I’m working on a new project to build a typechecking linter for Python, in the same vein as mypy. The big difference between mypy and what I’m hoping to build is that my type system will be a structural type system rather than a nominal type system.
Let’s consider the following program:
interface Foo { public int length(); }
interface Bar { public int length(); }
Foo foo = ...
Bar bar = foo; // Will this work?
In a structural type system (ex: Go, OCaml) the assignment would be allowed because both interfaces have exactly the same set of methods.1 If it looks like a duck then it is a duck.

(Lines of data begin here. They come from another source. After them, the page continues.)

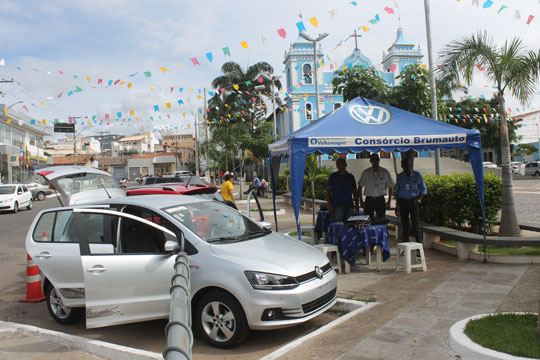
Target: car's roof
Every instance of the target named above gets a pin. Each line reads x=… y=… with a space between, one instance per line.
x=156 y=201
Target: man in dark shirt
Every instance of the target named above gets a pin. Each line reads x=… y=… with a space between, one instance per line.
x=410 y=190
x=341 y=187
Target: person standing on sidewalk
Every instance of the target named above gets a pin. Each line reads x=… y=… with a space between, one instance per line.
x=227 y=191
x=376 y=181
x=410 y=190
x=340 y=190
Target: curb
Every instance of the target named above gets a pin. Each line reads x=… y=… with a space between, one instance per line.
x=461 y=344
x=96 y=347
x=341 y=305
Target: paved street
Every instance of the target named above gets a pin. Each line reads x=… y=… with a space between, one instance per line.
x=149 y=335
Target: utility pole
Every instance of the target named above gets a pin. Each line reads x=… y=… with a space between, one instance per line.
x=101 y=146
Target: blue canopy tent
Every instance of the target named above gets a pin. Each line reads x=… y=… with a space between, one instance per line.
x=362 y=124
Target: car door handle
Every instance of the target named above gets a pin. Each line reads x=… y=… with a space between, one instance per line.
x=98 y=269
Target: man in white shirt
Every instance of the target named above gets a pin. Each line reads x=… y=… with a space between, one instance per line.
x=376 y=182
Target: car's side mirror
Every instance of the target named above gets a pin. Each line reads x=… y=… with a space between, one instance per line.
x=266 y=225
x=171 y=246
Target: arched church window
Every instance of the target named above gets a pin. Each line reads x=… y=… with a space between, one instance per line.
x=309 y=112
x=306 y=71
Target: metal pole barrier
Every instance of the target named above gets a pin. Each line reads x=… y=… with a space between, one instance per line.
x=178 y=329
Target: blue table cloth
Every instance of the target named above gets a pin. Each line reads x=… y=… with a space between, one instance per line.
x=351 y=240
x=323 y=220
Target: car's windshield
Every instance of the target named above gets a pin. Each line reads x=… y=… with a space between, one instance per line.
x=215 y=222
x=7 y=189
x=85 y=181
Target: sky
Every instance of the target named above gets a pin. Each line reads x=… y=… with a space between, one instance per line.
x=56 y=52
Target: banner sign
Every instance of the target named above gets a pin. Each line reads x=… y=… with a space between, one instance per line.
x=13 y=159
x=415 y=140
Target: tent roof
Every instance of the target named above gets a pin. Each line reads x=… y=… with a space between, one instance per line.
x=363 y=124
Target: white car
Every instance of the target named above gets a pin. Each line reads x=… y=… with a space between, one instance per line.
x=15 y=196
x=516 y=167
x=111 y=257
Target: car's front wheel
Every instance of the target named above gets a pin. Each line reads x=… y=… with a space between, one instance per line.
x=221 y=320
x=61 y=313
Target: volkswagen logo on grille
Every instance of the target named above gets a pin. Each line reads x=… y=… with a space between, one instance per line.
x=319 y=272
x=370 y=115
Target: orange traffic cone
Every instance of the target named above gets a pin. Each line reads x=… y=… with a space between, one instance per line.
x=33 y=282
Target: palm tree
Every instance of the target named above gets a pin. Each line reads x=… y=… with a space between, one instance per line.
x=510 y=68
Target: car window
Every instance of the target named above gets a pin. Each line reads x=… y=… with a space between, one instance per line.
x=44 y=227
x=136 y=237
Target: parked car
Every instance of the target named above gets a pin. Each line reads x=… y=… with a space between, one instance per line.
x=15 y=196
x=203 y=191
x=188 y=179
x=532 y=168
x=39 y=191
x=516 y=167
x=114 y=256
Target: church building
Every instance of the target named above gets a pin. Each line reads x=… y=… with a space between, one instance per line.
x=300 y=103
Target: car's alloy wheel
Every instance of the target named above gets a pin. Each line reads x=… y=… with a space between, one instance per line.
x=61 y=313
x=221 y=320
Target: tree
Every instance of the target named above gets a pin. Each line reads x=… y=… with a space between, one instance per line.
x=239 y=107
x=510 y=68
x=359 y=81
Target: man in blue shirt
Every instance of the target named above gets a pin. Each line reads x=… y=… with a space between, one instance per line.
x=341 y=187
x=410 y=190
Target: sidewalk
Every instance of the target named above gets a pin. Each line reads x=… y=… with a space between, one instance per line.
x=411 y=319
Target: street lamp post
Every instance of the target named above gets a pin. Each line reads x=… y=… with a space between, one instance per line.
x=432 y=81
x=314 y=41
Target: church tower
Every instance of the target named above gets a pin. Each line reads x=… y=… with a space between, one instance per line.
x=300 y=105
x=399 y=55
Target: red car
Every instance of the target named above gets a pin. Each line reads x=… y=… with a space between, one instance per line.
x=194 y=189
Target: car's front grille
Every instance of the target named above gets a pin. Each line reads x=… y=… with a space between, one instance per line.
x=311 y=275
x=320 y=302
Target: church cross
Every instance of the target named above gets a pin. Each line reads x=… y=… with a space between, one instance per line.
x=355 y=36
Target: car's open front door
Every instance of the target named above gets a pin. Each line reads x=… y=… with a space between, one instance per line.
x=127 y=274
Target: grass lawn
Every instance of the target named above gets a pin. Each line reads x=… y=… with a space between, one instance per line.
x=513 y=334
x=499 y=250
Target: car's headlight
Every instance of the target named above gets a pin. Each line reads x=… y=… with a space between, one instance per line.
x=266 y=281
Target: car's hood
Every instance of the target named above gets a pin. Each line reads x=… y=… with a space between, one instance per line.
x=82 y=185
x=274 y=253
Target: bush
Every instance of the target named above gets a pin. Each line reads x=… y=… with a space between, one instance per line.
x=452 y=201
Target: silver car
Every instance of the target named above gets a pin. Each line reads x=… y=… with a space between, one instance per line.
x=39 y=191
x=104 y=255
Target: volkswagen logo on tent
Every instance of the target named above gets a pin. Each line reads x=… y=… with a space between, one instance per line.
x=370 y=115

In a nominal type system (ex: Java, C#) the assignment would be rejected because there is no declared subtype relationship between the names Foo
and Bar
. The actual structure of the interfaces is completely ignored.
It generally requires explicit type annotations for all function parameters, and sometimes function return types too. I don’t want to write any type annotations for the majority of programs that I write, and certainly not annotations for every single function.
There is a serious risk that Python code written with a nominal type system in mind will start introducing large numbers of new abstract base classes for the sole purpose of making the typechecker happy. This is exactly the kind of pollution that I’m trying to escape from when working in dynamic languages such as Python.
The philosophy behind structural typing meshes a lot better with the “duck typing” that you see in classic Python with no type annotations. If you try to invoke a method on an object and the object has a method with a matching name, the program will work. This is exactly the properly that a structural type system checks.
Loosely defined protocols such as “file-like objects” continue to work.
More complex protocols such as “file-like objects that support fileno()” (as needed by the subprocess
module) also work without needing to introduce further abstract base classes.
Lightweight JSON-based objects continue to work and benefit from type checking.
More importantly, structural type systems are much more amenable to global type inference, which can be used to eliminate the need for explicit type annotations. This would allow Python programs to still be type-checked without the need to specify type annotations in the usual case. Imagine if your programs today, without any type annotations, could suddenly become type checked with no additional effort from you, the programmer.
Of course structural typing isn’t all good. It has one major sticking point: Structural type systems tend to generate huge verbose error messages that aren’t particularly actionable.
This happens because the type checker only knows that two (complex) inferred types are incompatible. It doesn’t know which of the two types is correct. And the error messages containing the derivation of the inferred types typically involves lots of locations in the code unrelated to where the actual error lies. Imagine the same level of verbosity as C++ template errors.
So in summary the goal is to make a type checking linter for Python with a structural type system and global type inference which nevertheless presents comprehensible and actionable error messages in a majority of error scenarios.
I see some original research in my near future.
To be more precise, the assignment would be allowed because Foo
structure contains everything that Bar
requires: the methods on Bar
are a subset of the methods on Foo
.↩